Danto Engineering Development Center is an academic learning center is attached to the College of Engineering building at Wayne State University. It is Located at 5050 Anthony Street in Detroit, Michigan on the Wayne State main campus, and it is across the street from the Physics Building.

History 
The Marvin Danto Engineering Development Center at Wayne State University is an addition to the previous Engineering Building that is located on the main campus in Midtown Detroit. In late 2006, 89-year-old Wayne State College of Engineering alumnus and Detroit philanthropist Marvin L. Danto donated $ 3 million to augment state funds. These funds were the seed money the college needed to make the construction of the center possible. The rest of the funds needed came from the state and other private investors.
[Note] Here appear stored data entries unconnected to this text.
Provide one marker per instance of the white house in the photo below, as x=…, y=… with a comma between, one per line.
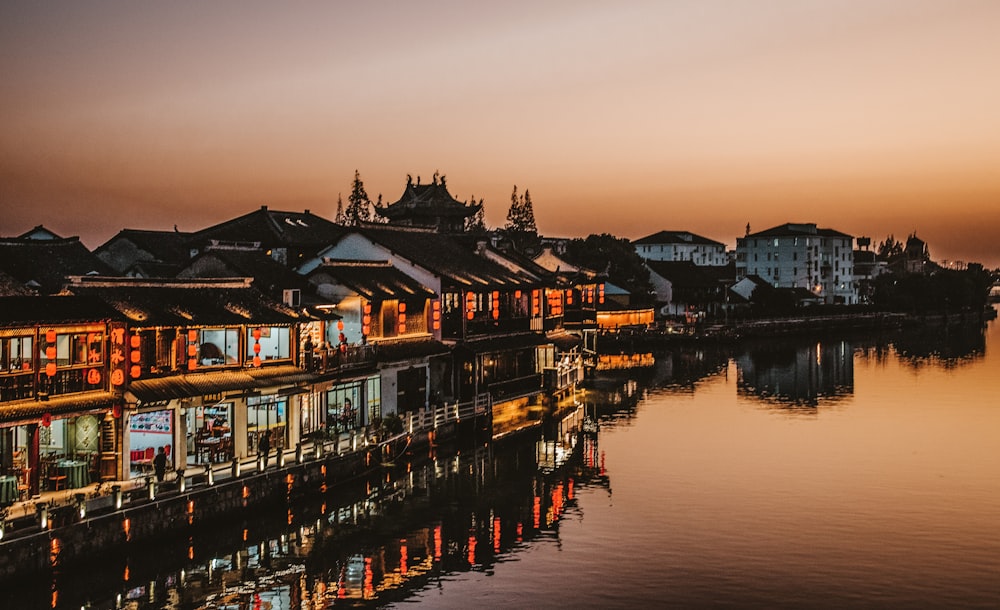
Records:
x=800, y=255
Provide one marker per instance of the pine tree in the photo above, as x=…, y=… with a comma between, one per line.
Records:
x=477, y=222
x=340, y=218
x=359, y=205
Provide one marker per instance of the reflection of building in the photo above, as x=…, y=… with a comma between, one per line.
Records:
x=797, y=375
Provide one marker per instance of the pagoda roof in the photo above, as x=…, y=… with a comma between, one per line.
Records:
x=427, y=200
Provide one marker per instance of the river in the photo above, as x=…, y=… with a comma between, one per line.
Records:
x=824, y=472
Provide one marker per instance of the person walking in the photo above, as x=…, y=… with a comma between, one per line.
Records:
x=160, y=464
x=264, y=447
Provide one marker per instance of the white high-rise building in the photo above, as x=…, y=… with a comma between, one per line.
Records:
x=798, y=255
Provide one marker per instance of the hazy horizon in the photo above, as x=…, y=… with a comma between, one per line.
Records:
x=872, y=119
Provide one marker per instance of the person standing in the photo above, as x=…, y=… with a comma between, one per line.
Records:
x=264, y=447
x=160, y=464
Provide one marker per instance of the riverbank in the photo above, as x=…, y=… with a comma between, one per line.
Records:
x=631, y=341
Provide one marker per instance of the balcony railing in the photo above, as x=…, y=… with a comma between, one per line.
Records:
x=341, y=358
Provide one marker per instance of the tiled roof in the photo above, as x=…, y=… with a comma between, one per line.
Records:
x=20, y=410
x=427, y=199
x=185, y=302
x=31, y=310
x=48, y=262
x=796, y=229
x=270, y=276
x=198, y=384
x=374, y=280
x=445, y=257
x=171, y=247
x=676, y=237
x=275, y=228
x=405, y=349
In May 2007 Wayne State University broke ground on the $27.3 million engineering facility which at the time represented a whole states economy’s future based on biotech innovation, sustainable energy technology, and other high-tech industries. The engineering center was completed in the fall of 2008, 4 years before Marvin L. Danto’s death in 2012. The entire complex consists of  of laboratories, lecture rooms, and classrooms. In April 2012 the Danto Engineering Development Center received the LEED (Leadership in Energy and Environmental Design) Silver certification, which was given by the U.S. Green Building Council; Wayne State University in unveiled a plaque in recognition of this achievement.

Overview 
The three-story building holds nano-science and alternative energy technology, educational programs, research programs in smart sensors (which received a $1.8 million grant from the U.S. Department of Defense to develop and build a sensor to monitor the chemical pollutants in drinking water, micro-systems for artificial vision, and real-time cancer detection), and biotechnology. The building also provides engineering services for private companies. "The Danto center also [houses] a high-performance computing lab to study energy efficiency, funded in part with a grant of large mainframe computers from Sun Microsystems”. The building also holds the meeting place and offices for the Endowed Chair of Engineering Ventures, the Associate Dean of Engineering, the Wayne State University chapter of the Collegiate Entrepreneurs Organization, which is an organization that guides students to consider a career as an entrepreneur, and the Engineering Student Faculty Board. In the center, students have their own studios to design, build and test projects and entries for engineering competitions. The Formula SAE racecar team was a former inhabitant of this area.

Project manager and design team 
Wayne State University selected Christman Company to oversee and provide construction management services for the $27.3 million engineering center. James Sears, the Wayne State University associate vice president for facilities planning and management at the time stated,"With its proven planning expertise and strong background in construction of similar high-technology facilities and planning expertise, Christman was our number one choice as construction partner for this project". Christman Company lastly, provided many engineering options that in turn improved operational value for Wayne State. GHAFARI Associates of Dearborn, Michigan, were selected as the design team for the project. They were selected specifically to provide the architectural and engineering pre-construction planning for the center, and to manage the costs at different stages of the design process to ensure easy collaboration with the project budget set by the University. A major aspect of the actual design that GHAFARI incorporated is the large courtyard outside the Wayne State’s College of Engineering building the purpose was to merge the new building with the existing space.